While disappointed by Novak’s ruling, the Emanuel administration has always known “that this matter ultimately will be resolved by the Illinois Supreme Court,” Patton said.
But officials for the American Federation of State, County and Municipal Employees Council 31 said the city should forgo a costly appeal and pay the promised pension benefits.
“We would urge the city not to waste further time and taxpayer dollars on an appeal,” said Anders Lindall, a spokesman for AFSCME, one of the unions that challenged the law.
“The problem with pensions is a funding problem, it’s not a benefit problem,” Lindall said, adding that the average annual pension payment for a city worker is $32,000. “City employees have always paid their share.”
One expert on the Illinois Constitution characterized the city’s chances of winning on appeal as futile, given the previous Supreme Court opinion on state pensions.
Ann Lousin, a professor at John Marshall Law School who teaches a course on the state constitution, said she viewed the city’s chances of success at “somewhere between zero and a snowball’s chance in hell.”
As for the city arguments, Lousin said, “There’s an old saying among lawyers: creative but not convincing.”
In ruling against the city, Novak also appeared to reject a concept being pushed by Springfield politicians as well as Cook County Board President Toni Preckwinkle to try to find ways to reduce pension benefits for current workers in exchange for additional “consideration.”
In its May ruling, the Supreme Court noted that benefits may be added in exchange for additional employee contributions or other consideration.
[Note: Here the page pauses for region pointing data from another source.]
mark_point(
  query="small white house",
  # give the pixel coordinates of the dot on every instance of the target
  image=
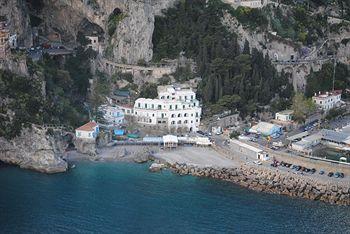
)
(13, 41)
(284, 116)
(248, 150)
(89, 130)
(170, 141)
(94, 44)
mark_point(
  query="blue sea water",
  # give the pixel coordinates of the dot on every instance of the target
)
(126, 198)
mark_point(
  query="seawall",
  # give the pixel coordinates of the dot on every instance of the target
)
(272, 181)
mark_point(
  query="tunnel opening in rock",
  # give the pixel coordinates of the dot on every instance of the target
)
(113, 20)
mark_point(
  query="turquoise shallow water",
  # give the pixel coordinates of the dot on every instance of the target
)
(126, 198)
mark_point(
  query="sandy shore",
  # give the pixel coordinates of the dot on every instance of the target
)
(196, 156)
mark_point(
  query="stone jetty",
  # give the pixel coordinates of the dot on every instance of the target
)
(270, 181)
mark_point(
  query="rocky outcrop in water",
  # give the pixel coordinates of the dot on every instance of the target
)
(86, 146)
(132, 40)
(17, 16)
(272, 182)
(34, 149)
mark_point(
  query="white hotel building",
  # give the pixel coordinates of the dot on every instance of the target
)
(175, 109)
(328, 100)
(248, 3)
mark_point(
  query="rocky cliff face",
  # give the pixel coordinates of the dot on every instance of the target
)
(34, 149)
(16, 13)
(132, 40)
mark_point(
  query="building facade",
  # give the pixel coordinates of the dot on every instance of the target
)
(328, 100)
(248, 3)
(175, 109)
(284, 116)
(89, 130)
(4, 40)
(112, 114)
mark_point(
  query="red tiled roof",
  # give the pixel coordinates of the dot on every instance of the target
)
(338, 91)
(88, 126)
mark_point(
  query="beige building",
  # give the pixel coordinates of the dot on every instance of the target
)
(248, 3)
(327, 100)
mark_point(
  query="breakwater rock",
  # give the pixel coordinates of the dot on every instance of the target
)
(270, 181)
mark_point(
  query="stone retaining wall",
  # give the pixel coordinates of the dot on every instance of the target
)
(278, 182)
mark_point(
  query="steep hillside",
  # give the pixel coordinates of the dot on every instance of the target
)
(232, 77)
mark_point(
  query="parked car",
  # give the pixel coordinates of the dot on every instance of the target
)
(257, 162)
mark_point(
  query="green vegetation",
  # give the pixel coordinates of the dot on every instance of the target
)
(21, 103)
(113, 20)
(34, 20)
(101, 89)
(302, 107)
(183, 73)
(335, 112)
(83, 41)
(53, 94)
(323, 79)
(94, 4)
(148, 90)
(122, 76)
(234, 135)
(195, 28)
(164, 80)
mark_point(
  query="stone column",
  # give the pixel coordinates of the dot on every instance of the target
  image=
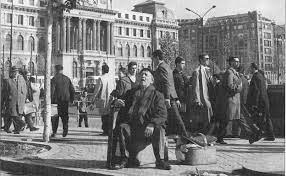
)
(111, 38)
(98, 36)
(94, 35)
(68, 34)
(108, 38)
(58, 36)
(84, 34)
(79, 45)
(64, 34)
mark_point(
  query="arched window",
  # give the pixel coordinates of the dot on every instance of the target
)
(148, 51)
(74, 70)
(142, 51)
(42, 44)
(127, 50)
(7, 42)
(20, 42)
(32, 68)
(135, 50)
(119, 49)
(31, 43)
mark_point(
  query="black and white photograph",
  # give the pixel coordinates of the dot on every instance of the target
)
(142, 87)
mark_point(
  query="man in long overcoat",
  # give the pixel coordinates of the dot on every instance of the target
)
(61, 94)
(164, 83)
(257, 100)
(147, 117)
(16, 93)
(201, 112)
(232, 86)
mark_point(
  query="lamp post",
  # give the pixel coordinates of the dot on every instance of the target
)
(201, 17)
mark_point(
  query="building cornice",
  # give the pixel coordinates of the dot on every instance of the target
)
(24, 8)
(132, 23)
(95, 9)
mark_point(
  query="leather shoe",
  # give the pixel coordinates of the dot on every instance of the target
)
(121, 165)
(34, 129)
(133, 163)
(269, 139)
(161, 164)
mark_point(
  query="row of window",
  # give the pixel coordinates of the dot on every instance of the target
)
(134, 51)
(20, 20)
(134, 32)
(134, 17)
(20, 44)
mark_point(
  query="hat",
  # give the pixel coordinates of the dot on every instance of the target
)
(59, 67)
(14, 68)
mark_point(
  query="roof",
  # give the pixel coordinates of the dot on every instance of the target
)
(148, 2)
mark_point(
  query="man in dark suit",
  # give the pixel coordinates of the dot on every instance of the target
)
(147, 115)
(15, 93)
(181, 83)
(164, 83)
(62, 93)
(257, 101)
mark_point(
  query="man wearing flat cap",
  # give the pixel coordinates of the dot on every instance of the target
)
(147, 116)
(61, 94)
(16, 91)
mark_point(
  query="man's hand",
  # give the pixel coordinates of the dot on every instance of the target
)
(168, 103)
(119, 103)
(178, 103)
(149, 130)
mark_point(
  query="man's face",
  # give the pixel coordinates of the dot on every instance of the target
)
(133, 69)
(235, 63)
(155, 61)
(146, 78)
(181, 66)
(205, 60)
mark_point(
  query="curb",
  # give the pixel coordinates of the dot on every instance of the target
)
(251, 172)
(41, 169)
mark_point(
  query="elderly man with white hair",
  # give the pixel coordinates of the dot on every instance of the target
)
(147, 115)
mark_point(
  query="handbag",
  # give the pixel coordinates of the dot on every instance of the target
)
(30, 108)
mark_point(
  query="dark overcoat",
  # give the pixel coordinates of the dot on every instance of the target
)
(257, 94)
(164, 81)
(232, 87)
(62, 89)
(15, 96)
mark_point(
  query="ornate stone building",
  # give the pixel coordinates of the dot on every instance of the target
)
(86, 37)
(27, 18)
(250, 36)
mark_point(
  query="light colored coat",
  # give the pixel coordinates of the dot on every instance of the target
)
(232, 85)
(200, 94)
(16, 94)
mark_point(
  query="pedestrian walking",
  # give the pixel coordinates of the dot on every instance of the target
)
(14, 98)
(164, 83)
(258, 102)
(102, 97)
(62, 92)
(82, 109)
(201, 112)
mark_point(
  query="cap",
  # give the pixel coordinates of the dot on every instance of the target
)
(59, 67)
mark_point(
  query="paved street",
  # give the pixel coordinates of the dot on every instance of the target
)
(85, 149)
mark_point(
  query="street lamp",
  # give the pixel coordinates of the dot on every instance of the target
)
(202, 22)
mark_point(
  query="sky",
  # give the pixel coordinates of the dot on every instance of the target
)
(272, 9)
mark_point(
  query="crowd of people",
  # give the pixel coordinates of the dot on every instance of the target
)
(154, 105)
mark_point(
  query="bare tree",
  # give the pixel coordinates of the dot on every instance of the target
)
(55, 10)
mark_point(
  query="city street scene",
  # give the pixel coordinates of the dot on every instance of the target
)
(142, 87)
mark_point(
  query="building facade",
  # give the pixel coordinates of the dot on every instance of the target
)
(85, 37)
(249, 36)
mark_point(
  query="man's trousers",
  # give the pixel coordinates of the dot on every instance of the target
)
(132, 140)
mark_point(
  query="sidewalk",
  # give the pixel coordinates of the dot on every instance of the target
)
(84, 151)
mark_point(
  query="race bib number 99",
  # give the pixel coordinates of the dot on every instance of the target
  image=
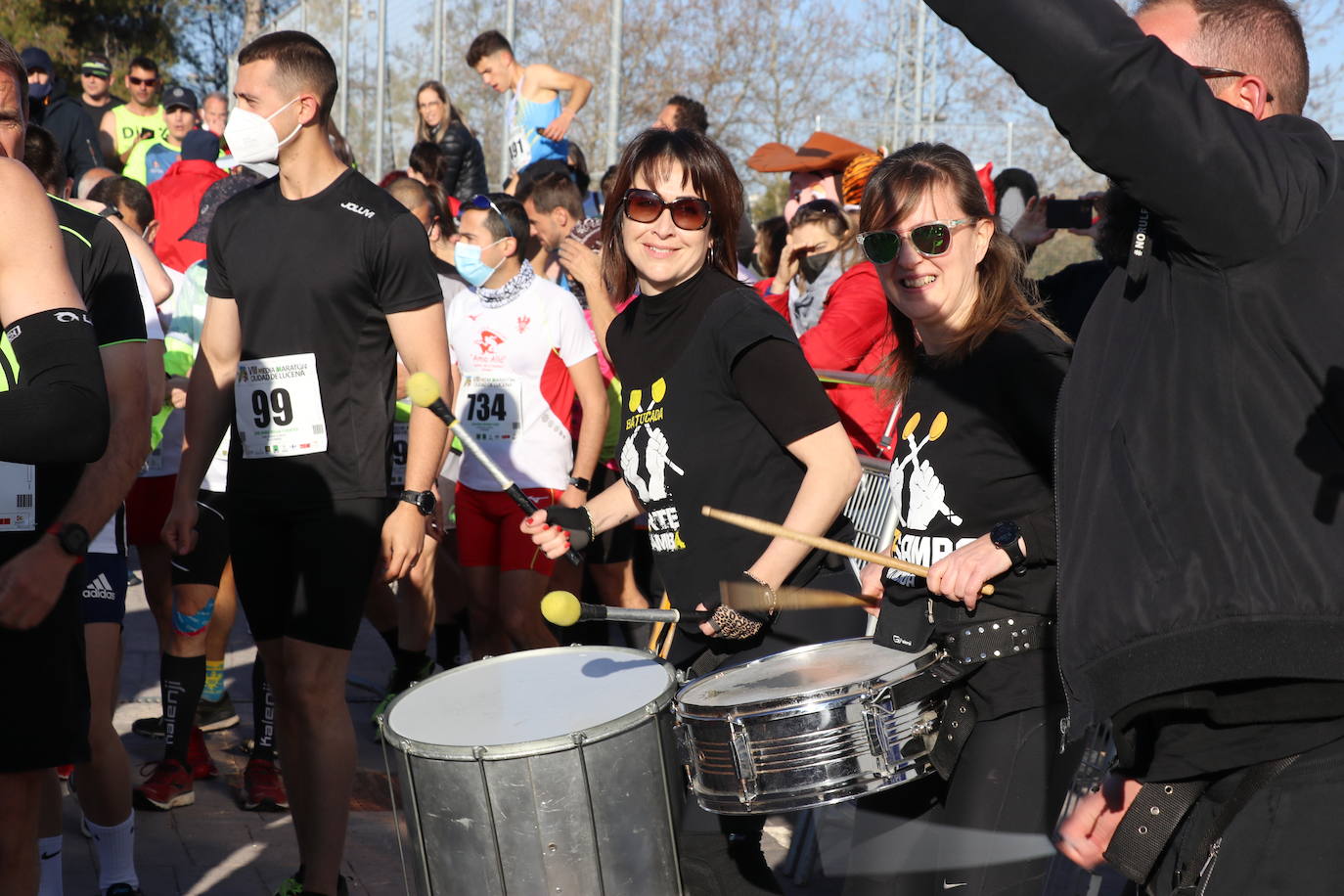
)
(17, 497)
(279, 407)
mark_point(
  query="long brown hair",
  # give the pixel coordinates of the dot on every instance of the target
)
(711, 176)
(450, 114)
(1005, 294)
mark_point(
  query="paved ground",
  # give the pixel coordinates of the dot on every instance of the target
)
(214, 846)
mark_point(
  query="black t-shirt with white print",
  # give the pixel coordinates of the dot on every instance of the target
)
(315, 280)
(715, 385)
(976, 448)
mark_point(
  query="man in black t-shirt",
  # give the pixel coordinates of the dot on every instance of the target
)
(317, 280)
(53, 418)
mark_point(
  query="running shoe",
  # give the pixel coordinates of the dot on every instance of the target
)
(397, 683)
(263, 790)
(216, 715)
(198, 756)
(168, 786)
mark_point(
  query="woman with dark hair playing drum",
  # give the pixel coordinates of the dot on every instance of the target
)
(719, 405)
(977, 368)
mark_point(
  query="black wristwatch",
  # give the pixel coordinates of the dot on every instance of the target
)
(423, 501)
(1005, 535)
(71, 538)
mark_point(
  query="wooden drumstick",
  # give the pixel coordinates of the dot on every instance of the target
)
(775, 529)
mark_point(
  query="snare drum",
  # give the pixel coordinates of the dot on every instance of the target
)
(542, 771)
(811, 727)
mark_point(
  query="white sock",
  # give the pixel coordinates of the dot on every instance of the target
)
(49, 856)
(115, 848)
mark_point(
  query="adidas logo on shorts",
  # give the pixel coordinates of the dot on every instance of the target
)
(100, 589)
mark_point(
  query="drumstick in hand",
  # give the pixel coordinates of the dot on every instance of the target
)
(424, 392)
(775, 529)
Novak said the high court was only reiterating previous findings that benefits could be increased through “consideration,” not decreased.
The judge said unions that backed the pension changes sought by the Emanuel administration did so outside of the collective bargaining process. Such a move “does not account for the personal nature of the rights guaranteed by the pension protection clause,” she wrote.
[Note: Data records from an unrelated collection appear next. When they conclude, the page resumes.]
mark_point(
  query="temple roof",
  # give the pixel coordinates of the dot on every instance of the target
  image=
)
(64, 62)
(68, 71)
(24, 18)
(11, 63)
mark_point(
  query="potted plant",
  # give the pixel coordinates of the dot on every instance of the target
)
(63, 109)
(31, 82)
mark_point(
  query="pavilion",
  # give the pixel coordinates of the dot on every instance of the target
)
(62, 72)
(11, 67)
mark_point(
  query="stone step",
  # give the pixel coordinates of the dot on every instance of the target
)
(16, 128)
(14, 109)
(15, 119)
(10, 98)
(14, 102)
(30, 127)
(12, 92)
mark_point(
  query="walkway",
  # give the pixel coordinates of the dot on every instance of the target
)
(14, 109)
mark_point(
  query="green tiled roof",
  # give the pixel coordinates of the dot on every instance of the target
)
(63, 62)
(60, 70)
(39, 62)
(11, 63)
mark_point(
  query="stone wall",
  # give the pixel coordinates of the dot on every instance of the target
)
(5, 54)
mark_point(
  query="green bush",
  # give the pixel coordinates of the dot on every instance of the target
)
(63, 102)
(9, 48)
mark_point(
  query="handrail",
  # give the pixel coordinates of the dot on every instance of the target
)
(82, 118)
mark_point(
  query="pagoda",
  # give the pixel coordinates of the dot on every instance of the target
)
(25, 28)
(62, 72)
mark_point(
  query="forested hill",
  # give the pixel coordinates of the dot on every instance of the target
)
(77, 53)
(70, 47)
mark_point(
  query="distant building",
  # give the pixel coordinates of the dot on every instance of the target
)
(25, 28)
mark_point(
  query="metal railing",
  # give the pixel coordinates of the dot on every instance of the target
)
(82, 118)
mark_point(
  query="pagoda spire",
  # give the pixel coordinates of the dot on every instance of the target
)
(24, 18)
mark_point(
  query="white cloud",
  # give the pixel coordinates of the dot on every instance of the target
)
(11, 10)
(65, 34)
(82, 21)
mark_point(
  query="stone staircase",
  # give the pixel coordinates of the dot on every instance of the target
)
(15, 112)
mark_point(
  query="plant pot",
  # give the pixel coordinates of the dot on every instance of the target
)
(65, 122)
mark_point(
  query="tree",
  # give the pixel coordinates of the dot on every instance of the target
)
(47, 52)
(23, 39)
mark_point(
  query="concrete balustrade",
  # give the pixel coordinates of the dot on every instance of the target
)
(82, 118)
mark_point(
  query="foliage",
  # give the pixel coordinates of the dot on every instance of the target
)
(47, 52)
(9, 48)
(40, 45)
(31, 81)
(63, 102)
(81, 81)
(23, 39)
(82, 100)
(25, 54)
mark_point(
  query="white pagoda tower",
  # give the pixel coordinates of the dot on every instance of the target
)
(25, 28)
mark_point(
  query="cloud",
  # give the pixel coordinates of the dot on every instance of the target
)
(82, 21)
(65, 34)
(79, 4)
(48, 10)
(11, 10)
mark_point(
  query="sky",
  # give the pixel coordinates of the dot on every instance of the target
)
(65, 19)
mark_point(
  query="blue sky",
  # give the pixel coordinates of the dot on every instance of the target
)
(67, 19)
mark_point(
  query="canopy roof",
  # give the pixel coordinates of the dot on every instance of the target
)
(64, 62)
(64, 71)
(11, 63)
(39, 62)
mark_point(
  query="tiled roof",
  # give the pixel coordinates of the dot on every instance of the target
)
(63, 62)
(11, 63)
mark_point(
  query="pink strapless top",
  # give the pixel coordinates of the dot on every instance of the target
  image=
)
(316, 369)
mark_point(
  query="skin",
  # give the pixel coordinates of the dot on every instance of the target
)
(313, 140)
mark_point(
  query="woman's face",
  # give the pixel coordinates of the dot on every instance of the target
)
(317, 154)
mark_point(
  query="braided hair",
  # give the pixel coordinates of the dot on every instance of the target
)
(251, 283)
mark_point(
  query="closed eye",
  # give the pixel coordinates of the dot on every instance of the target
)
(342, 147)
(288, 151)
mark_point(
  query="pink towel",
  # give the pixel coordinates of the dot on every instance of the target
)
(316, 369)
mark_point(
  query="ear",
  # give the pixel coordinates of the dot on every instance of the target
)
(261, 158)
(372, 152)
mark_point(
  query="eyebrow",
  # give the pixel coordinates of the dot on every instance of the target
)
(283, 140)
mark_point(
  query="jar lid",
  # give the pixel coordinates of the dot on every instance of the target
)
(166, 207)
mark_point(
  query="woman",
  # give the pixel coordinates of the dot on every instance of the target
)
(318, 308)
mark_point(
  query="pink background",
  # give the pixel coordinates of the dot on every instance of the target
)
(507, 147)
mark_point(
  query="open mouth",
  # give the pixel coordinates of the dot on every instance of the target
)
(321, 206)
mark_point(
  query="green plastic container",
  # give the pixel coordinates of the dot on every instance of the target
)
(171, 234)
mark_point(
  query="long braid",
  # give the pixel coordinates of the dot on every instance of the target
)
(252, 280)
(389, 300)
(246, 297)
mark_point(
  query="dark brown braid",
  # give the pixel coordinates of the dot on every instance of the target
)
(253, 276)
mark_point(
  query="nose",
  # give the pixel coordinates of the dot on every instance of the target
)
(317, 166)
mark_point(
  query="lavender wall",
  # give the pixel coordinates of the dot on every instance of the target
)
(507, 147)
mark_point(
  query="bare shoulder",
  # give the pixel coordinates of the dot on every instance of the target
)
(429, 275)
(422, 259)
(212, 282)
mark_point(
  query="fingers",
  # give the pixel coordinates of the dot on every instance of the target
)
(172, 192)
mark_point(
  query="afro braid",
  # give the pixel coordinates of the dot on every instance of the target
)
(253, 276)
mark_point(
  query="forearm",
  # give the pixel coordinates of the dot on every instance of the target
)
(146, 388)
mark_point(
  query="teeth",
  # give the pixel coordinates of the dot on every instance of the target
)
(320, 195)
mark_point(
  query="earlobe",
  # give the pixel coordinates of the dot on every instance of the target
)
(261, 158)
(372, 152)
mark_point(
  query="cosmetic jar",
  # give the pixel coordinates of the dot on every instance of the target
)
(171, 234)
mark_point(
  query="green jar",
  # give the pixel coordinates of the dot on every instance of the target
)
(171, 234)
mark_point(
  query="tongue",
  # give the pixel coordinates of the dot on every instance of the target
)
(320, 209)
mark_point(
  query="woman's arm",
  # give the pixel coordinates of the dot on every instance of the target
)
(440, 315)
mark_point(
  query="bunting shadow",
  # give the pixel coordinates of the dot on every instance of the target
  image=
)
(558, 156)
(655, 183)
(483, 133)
“An individual is entitled to challenge statutes that result in a reduction of benefits as a violation of the pension protection clause when applied to his or her own pension,” Novak wrote.
In essence, the judge found that any pension fund member could challenge an agreement to change pension benefits, even if backed by a union agreement. At the same time, her ruling would make it all but impossible to reduce benefits since every member of the fund would have to individually comply.
Charles Lomanto, 60, a retired Streets and Sanitation Department employee from Avondale, heralded the ruling. Lomanto said that under Emanuel, his city health care subsidy is being phased out, his annual benefit cost-of-living increases were being reduced and property taxes were increasing.
“We’re getting a triple whammy,” he said. “We’ve lived here. We’ve dedicated our lives to the city. We’re willing to sit down and talk. Rahm never came to the retirees.